Le texte souligne que la visite a permis de « renforcer les liens de collaboration entre l’Église et les autorités mexicaines » et de partager une réflexion commune sur les réalités que traverse le peuple mexicain : la violence, la migration, les menaces à la dignité humaine et à la liberté religieuse, ainsi que les principes éthiques qui doivent guider l’usage de l’intelligence artificielle. À la veille des 35 ans du rétablissement des relations diplomatiques entre le Mexique et le Saint-Siège (1992), la CEM qualifie la rencontre d’occasion de « renforcer et actualiser la relation Église-État, dans le respect de l’autonomie des deux institutions et avec une disposition renouvelée à collaborer à tout ce qui contribue au bien commun ».
L’un des axes centraux que le cardinal Parolin a pu constater, selon le communiqué, est l’engagement de l’Église mexicaine dans la construction de la paix, notamment à travers les efforts coordonnés du Dialogue National pour la Paix. Lors de cette rencontre, le secrétaire d’État a rappelé que « la paix est un travail artisanal qui commence par l’empathie envers la douleur de l’autre ». Devant la Vierge de Guadalupe, « mère qui accueille et console », Parolin a encouragé les participants à accompagner les victimes de la violence et les mères chercheuses, « en partageant leur douleur et en marchant à leurs côtés dans la quête de vérité, de justice et de paix ».

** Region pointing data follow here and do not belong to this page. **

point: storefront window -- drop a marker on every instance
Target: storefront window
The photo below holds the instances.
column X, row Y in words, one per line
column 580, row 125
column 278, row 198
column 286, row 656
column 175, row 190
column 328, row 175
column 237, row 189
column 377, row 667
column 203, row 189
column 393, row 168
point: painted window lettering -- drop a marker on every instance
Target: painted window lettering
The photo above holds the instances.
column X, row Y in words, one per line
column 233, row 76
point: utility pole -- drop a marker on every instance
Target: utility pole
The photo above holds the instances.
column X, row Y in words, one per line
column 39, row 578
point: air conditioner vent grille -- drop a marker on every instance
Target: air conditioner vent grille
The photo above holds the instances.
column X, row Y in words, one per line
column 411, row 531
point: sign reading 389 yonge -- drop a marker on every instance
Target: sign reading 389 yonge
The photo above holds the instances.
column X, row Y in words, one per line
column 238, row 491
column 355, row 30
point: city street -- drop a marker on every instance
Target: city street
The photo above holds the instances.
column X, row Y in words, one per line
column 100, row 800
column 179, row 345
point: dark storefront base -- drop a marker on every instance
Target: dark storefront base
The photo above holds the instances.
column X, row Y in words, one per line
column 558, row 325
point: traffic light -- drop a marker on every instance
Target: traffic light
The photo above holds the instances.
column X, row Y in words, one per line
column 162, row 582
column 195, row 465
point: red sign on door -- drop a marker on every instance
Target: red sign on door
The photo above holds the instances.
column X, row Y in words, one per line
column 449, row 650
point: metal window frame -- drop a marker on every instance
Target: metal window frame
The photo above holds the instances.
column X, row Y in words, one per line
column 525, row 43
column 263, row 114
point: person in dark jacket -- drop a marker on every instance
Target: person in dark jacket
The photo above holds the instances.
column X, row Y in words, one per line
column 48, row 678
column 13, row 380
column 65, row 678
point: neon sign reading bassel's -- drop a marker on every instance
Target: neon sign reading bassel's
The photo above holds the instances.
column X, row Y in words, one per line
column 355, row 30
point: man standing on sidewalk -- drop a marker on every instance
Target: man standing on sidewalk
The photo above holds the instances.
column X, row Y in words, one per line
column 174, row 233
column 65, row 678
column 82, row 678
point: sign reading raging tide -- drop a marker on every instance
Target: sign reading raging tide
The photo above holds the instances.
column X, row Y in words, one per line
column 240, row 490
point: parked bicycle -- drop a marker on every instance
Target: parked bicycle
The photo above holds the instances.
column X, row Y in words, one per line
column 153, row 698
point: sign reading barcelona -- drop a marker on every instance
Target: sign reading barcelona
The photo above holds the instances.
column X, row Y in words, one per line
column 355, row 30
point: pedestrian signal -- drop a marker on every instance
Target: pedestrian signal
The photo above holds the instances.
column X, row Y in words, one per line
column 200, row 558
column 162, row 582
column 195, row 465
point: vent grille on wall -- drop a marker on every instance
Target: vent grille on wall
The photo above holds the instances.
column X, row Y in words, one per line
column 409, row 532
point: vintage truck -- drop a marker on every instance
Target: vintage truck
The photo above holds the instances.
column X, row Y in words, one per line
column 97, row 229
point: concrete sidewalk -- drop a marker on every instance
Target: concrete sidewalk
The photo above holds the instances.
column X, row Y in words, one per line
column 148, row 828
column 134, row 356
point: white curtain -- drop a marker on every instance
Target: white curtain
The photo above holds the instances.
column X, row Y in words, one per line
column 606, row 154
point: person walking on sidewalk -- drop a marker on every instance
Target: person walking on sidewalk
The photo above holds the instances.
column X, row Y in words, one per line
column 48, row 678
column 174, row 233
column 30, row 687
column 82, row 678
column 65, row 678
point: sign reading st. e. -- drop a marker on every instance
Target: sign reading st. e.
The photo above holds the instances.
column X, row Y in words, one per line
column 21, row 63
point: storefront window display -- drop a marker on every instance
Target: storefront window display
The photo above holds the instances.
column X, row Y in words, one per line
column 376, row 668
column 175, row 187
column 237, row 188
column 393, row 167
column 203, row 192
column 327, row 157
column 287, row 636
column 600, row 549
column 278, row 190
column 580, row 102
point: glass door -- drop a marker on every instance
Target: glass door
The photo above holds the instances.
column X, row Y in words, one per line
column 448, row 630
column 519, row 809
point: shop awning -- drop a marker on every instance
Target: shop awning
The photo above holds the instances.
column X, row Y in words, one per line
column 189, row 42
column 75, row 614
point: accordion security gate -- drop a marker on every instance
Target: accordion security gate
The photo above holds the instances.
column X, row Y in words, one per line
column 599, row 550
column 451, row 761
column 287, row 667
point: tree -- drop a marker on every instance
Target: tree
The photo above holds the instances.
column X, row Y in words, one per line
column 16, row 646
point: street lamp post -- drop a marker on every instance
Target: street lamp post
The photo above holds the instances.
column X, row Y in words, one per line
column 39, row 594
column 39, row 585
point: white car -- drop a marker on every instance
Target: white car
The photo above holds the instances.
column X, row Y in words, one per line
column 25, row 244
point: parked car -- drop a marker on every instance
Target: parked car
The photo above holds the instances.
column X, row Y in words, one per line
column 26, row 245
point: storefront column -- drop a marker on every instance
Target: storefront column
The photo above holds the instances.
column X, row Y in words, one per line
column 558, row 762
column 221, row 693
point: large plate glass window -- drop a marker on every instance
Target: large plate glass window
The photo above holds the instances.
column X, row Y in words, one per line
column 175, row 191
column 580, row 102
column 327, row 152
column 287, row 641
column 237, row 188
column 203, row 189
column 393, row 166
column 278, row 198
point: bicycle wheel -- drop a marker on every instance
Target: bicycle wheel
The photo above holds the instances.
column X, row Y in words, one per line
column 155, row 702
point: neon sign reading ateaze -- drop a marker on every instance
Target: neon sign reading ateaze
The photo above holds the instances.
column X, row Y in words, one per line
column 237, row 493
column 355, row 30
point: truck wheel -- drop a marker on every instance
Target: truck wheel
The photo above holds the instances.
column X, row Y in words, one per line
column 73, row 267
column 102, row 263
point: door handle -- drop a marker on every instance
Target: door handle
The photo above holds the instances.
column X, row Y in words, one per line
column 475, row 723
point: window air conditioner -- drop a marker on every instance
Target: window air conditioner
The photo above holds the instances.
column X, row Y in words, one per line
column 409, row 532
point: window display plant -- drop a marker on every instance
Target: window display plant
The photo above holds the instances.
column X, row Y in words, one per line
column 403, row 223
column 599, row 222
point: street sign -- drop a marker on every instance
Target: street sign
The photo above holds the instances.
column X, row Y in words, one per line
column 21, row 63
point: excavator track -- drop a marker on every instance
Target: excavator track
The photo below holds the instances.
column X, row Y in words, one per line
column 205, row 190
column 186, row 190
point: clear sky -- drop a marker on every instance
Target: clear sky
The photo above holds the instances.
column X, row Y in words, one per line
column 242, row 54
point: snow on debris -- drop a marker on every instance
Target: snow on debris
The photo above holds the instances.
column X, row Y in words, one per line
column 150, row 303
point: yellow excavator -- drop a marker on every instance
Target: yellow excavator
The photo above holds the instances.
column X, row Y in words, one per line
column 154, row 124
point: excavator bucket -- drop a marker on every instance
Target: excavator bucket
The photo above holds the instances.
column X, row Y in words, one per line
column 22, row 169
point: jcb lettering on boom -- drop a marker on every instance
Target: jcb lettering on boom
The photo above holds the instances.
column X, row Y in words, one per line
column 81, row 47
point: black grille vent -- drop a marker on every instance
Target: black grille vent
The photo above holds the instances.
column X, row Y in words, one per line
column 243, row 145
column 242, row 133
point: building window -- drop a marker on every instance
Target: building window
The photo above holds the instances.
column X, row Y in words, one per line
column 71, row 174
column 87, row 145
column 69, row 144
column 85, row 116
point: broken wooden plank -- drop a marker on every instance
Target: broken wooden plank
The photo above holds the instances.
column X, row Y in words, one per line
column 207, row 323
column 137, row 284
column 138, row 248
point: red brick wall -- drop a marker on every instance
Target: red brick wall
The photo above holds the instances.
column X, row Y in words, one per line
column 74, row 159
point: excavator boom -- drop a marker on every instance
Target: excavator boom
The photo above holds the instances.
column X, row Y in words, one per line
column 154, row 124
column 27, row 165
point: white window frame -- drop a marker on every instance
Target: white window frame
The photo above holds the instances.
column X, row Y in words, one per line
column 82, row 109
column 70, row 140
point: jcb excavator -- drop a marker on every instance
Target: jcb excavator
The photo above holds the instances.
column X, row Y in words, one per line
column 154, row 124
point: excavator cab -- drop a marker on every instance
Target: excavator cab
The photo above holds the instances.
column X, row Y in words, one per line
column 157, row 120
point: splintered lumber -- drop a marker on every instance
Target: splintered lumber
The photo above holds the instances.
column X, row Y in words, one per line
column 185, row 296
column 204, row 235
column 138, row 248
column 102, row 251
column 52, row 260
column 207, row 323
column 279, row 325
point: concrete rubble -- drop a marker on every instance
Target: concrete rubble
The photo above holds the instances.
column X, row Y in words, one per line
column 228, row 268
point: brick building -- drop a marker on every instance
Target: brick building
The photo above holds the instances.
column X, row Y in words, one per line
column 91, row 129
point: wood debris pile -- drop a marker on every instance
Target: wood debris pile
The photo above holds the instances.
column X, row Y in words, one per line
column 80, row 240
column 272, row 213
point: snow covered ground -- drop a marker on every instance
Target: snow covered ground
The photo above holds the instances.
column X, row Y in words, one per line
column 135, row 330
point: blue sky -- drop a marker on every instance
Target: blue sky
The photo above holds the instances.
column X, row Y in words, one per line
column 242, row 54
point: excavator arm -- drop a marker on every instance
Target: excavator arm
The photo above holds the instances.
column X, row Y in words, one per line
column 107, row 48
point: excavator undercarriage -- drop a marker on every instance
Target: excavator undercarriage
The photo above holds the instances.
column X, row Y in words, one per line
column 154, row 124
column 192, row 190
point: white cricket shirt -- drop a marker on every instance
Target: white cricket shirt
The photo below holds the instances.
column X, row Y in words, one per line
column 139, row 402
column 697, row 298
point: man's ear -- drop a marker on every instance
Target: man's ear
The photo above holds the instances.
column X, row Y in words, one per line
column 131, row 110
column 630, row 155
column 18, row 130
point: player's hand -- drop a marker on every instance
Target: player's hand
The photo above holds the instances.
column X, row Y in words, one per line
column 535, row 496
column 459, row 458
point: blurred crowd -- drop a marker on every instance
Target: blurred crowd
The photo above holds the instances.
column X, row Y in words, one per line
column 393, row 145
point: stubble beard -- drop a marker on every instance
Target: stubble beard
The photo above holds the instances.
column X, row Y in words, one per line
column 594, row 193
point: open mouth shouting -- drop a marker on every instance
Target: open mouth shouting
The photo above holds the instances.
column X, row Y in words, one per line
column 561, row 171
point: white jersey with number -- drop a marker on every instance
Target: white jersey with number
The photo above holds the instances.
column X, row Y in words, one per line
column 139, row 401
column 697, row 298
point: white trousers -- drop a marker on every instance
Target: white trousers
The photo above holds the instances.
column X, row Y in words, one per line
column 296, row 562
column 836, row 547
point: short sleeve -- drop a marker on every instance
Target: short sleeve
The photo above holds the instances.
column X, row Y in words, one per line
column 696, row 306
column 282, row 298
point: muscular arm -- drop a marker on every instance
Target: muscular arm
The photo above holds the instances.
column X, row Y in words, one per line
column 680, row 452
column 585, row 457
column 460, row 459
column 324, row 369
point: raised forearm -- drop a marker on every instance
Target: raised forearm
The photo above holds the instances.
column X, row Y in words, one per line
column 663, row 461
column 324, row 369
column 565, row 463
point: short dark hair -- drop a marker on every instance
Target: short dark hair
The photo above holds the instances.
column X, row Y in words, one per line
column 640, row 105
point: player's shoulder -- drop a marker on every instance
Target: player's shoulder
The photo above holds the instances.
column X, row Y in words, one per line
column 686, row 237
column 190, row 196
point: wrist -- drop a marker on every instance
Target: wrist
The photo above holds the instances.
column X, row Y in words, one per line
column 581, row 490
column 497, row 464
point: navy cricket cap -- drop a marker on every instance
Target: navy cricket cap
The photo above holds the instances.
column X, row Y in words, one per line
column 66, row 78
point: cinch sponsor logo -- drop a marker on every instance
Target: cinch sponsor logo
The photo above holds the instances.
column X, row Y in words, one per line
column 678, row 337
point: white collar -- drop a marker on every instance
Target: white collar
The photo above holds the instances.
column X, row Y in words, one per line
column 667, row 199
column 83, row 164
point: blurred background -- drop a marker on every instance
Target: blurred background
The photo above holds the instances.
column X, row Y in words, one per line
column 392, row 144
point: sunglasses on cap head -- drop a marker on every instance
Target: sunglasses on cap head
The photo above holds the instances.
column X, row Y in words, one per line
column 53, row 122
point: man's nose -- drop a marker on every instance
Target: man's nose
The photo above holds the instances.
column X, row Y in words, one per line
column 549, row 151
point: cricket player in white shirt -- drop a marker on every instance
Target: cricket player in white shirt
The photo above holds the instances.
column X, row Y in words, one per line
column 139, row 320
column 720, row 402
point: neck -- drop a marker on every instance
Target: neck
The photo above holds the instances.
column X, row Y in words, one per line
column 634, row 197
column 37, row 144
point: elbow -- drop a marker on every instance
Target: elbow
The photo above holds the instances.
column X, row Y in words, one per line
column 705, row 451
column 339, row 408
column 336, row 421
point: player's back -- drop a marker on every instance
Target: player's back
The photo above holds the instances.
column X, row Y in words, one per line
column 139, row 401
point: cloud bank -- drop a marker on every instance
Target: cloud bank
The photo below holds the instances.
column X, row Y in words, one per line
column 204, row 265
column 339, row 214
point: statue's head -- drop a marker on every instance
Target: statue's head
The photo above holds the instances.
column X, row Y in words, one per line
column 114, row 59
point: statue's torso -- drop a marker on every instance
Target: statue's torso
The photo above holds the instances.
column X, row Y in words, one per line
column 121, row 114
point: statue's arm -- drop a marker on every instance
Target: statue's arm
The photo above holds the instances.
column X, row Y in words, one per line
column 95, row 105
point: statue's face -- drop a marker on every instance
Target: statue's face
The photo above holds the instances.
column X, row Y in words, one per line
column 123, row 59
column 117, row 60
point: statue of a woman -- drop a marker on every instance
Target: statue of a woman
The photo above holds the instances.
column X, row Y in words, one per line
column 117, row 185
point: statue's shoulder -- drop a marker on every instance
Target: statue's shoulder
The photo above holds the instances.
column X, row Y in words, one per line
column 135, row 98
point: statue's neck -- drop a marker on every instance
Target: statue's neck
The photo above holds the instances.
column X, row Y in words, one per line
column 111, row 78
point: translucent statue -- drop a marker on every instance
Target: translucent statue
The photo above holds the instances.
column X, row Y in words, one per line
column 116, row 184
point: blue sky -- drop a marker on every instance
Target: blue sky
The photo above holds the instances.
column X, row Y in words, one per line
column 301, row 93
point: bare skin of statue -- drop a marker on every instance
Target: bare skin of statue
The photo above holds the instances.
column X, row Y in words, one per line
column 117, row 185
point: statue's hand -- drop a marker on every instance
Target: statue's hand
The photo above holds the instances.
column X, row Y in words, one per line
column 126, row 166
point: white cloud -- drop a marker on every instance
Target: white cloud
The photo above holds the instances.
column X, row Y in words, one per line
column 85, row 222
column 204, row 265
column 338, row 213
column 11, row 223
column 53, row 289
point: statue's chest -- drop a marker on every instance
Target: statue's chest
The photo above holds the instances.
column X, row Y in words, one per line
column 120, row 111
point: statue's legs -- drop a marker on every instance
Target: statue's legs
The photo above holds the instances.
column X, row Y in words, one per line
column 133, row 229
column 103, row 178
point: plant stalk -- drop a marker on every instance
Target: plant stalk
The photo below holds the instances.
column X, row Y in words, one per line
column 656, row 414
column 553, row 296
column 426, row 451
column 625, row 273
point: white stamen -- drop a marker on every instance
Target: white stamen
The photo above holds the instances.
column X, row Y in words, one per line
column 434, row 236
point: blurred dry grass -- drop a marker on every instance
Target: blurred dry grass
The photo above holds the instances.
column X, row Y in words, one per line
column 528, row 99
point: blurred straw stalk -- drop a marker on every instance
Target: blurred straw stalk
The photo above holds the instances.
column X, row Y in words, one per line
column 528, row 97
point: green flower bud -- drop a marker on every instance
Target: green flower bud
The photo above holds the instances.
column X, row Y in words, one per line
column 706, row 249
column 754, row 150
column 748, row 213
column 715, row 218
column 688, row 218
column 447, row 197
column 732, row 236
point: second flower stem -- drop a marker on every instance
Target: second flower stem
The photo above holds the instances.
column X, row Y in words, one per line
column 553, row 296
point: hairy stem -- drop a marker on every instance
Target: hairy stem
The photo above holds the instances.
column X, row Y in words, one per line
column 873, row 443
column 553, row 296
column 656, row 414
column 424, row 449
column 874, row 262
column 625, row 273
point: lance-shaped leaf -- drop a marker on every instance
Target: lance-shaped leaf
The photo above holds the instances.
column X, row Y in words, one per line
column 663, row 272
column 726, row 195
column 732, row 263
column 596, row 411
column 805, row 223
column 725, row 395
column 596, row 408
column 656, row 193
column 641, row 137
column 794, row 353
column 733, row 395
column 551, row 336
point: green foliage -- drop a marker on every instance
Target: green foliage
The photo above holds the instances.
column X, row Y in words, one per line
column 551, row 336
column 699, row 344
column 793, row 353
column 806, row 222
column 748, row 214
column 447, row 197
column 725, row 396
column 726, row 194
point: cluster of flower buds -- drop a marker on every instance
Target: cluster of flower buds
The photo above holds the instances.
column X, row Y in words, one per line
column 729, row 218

Le document ne s’arrête pas au bilan immédiat. Sa présence, affirme la CEM, « a été l’occasion pour les évêques au Mexique de réitérer leur souhait que Sa Sainteté, le Pape Léon XIV, visite notre pays et puisse goûter l’affection que nous lui portons, tout en nous partageant une parole qui nous encourage à parcourir des chemins de réconciliation et de paix préparant la célébration des 500 ans des apparitions de Notre Très Sainte Mère de Guadalupe ». Cette mention explicite relie la visite du numéro deux du Vatican à l’horizon jubilaire de 2031, lorsque cinq siècles se seront écoulés depuis les apparitions du Tepeyac. Il ne s’agit pas d’une demande générique, mais d’un souhait qui s’articule déjà avec la préparation pastorale et spirituelle d’un événement fondateur pour l’identité catholique mexicaine.
La CEM exprime sa gratitude au cardinal Parolin pour « sa proximité, ses paroles et sa disponibilité au dialogue ». Son passage au Mexique, conclut le texte, encourage l’Église à continuer de travailler « avec tous les secteurs de la société, pour un Mexique en paix, réconcilié, solidaire et ouvert à l’espérance ». Avec le regard tourné vers l’avenir et sous la protection de Sainte Marie de Guadalupe, les évêques réaffirment qu’ils poursuivent leur chemin ensemble « en tant qu’Église en pèlerinage au Mexique ».
Le communiqué de la CEM offre ainsi une synthèse précise et porteuse d’espérance. D’un côté, il valorise le dialogue institutionnel et la reconnaissance du travail artisanal de paix que l’Église promeut au milieu de la violence. De l’autre, il élève le regard vers 2031 et présente la possible visite de Léon XIV non comme un événement isolé, mais comme une parole d’encouragement qui peut aider à parcourir les chemins de réconciliation nécessaires pour célébrer dignement le demi-millénaire de Guadalupe. Dans un pays qui continue de chercher la vérité, la justice et la paix, la voix de l’épiscopat mexicain transforme l’escale du cardinal Parolin en un signe de continuité et d’horizon ouvert.